Onde a tua caverna horrenda e escura?
Por que trazes velhice e desventura
À minha carne que te não resiste?
2 Abomino-te a clava estranha e dura
Que dilacera tudo quanto existe!…
Por que razão me segues, lança em riste,
Estendendo-me as noites de amargura?
3 Por que fazes o riso envolto em pranto
E derramas o fel do desencanto
No doce vinho da felicidade?
4 Quem és tu? Monstro ou deus, arcanjo ou fera?
Onde o ninho de sombra que te espera
Nos remotos confins da Eternidade?!
II
1 Mas o Tempo exclamou: — Ergue-te e lida!…

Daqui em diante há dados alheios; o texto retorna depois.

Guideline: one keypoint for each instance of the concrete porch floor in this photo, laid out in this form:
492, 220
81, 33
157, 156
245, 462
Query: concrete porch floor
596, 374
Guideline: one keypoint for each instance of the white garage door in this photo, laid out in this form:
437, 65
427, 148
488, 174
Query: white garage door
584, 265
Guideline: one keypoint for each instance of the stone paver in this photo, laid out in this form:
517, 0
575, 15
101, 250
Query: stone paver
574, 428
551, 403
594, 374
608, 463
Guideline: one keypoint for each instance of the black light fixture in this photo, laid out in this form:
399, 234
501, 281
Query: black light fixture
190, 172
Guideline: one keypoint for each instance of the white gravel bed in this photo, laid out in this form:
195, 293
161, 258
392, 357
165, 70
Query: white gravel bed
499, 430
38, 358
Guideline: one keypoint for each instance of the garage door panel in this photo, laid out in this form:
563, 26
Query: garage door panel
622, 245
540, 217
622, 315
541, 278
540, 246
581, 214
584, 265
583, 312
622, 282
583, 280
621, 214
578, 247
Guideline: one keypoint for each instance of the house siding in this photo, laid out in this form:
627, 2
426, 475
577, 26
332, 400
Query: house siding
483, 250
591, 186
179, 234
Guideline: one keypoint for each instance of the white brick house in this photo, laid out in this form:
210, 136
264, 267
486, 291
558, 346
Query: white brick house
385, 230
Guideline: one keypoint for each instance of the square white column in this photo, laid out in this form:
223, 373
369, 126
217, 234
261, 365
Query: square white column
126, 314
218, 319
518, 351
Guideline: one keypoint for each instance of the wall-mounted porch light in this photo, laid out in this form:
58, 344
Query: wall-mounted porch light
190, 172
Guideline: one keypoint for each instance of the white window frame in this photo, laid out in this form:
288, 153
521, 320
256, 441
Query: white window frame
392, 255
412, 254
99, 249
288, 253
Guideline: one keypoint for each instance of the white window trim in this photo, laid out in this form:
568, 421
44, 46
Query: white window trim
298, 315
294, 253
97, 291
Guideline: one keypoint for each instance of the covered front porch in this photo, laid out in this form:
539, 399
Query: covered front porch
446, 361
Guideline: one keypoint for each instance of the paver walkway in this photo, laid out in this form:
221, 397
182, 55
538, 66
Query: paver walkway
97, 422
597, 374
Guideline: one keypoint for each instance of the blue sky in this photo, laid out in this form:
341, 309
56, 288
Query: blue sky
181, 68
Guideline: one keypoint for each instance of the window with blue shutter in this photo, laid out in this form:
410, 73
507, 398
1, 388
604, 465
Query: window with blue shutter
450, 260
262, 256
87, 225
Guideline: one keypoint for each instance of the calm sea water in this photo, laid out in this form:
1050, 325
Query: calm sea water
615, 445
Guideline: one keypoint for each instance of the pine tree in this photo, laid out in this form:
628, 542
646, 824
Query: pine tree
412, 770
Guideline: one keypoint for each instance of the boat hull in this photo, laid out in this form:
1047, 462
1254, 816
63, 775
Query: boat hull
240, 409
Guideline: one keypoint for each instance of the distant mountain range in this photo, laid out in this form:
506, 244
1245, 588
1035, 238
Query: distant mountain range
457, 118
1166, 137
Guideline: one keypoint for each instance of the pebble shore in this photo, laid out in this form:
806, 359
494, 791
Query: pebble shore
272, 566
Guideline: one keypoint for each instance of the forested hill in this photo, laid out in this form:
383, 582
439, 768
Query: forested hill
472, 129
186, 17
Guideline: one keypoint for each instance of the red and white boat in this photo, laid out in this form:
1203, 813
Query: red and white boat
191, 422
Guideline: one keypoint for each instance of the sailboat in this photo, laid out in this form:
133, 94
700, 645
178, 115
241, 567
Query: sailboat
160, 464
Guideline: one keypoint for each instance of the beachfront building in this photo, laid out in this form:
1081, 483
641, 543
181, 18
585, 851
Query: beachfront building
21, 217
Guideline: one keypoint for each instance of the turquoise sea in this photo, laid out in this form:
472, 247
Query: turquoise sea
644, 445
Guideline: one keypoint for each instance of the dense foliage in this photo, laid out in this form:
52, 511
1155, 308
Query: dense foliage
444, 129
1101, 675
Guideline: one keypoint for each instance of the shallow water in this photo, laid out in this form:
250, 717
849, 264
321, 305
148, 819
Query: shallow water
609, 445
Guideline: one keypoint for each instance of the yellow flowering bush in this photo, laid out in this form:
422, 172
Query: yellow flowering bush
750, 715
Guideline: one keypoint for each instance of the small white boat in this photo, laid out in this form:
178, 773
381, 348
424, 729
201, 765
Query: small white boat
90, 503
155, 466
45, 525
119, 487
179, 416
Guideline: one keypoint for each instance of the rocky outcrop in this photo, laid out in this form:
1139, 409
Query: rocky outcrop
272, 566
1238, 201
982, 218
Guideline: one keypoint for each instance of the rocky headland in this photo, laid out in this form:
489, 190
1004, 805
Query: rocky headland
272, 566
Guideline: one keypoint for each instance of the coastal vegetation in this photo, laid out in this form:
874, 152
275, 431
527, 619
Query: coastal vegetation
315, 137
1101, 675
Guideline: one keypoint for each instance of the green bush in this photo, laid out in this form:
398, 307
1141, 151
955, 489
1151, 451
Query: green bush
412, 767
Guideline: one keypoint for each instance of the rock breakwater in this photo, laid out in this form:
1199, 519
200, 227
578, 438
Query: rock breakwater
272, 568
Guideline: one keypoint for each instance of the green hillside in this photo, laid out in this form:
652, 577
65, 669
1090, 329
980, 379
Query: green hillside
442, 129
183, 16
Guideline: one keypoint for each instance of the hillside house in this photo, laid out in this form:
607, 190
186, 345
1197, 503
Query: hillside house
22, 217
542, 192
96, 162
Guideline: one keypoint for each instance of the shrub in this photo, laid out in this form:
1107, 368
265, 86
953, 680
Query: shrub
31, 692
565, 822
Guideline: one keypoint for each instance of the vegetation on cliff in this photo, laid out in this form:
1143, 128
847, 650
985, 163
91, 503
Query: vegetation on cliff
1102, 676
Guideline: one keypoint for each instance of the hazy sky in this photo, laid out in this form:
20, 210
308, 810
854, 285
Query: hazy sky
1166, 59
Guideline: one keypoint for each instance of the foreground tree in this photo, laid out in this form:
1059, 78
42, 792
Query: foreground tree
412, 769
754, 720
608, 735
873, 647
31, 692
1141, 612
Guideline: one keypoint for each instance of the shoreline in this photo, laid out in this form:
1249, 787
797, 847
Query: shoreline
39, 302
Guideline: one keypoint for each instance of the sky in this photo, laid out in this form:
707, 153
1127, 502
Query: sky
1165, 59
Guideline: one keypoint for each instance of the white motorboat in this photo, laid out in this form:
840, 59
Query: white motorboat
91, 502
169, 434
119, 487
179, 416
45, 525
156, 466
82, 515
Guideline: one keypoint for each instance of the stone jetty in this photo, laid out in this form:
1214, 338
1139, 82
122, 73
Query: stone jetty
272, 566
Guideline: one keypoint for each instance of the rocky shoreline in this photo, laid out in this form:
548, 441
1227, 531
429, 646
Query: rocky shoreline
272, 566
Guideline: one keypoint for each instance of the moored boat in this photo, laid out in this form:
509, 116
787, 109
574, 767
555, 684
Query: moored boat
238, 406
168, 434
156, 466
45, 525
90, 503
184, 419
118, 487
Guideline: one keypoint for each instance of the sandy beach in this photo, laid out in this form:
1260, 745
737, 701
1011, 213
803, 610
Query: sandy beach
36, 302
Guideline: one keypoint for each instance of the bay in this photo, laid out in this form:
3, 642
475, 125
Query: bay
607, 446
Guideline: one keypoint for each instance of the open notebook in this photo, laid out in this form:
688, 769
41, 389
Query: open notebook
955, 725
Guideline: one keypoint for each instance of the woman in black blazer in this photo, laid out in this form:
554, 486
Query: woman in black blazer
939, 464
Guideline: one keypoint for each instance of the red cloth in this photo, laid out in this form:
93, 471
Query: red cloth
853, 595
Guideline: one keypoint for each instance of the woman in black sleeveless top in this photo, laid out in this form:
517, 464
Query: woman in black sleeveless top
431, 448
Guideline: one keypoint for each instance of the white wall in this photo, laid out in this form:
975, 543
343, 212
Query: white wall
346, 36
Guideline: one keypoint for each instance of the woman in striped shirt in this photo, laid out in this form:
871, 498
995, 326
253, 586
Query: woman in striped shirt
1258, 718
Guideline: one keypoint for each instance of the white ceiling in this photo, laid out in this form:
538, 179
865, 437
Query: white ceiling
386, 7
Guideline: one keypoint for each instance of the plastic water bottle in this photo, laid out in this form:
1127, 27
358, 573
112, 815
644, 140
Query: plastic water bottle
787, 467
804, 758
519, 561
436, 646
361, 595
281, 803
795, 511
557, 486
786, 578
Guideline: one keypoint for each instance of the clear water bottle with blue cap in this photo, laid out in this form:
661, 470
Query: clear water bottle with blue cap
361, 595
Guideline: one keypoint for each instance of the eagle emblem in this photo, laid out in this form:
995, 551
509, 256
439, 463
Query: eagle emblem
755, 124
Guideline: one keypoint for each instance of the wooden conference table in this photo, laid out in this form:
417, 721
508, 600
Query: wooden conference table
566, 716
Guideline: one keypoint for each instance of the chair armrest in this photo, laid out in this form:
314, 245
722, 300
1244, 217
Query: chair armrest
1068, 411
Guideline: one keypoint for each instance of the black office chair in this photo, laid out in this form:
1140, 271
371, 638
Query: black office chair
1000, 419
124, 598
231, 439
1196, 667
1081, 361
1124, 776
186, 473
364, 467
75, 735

Sou o pajem divino que te exorta
A seguir para os Céus, de porta em porta,
Amparando-te os passos na subida…
2 Eras apenas larva indefinida
Quando arranquei-te à treva fria e morta.
Desde então, sou a luz que te transporta,
De forma em forma, para a Grande Vida.
3 Dou-te alegria e dor, miséria e glória,
Para que guardes, puro, na memória,
O amor de Deus que, em tudo, anda disperso…
4 Louva o trabalho que te imponho aos dias.
Sem meus braços irmãos não passarias
De um verme preso às furnas do Universo.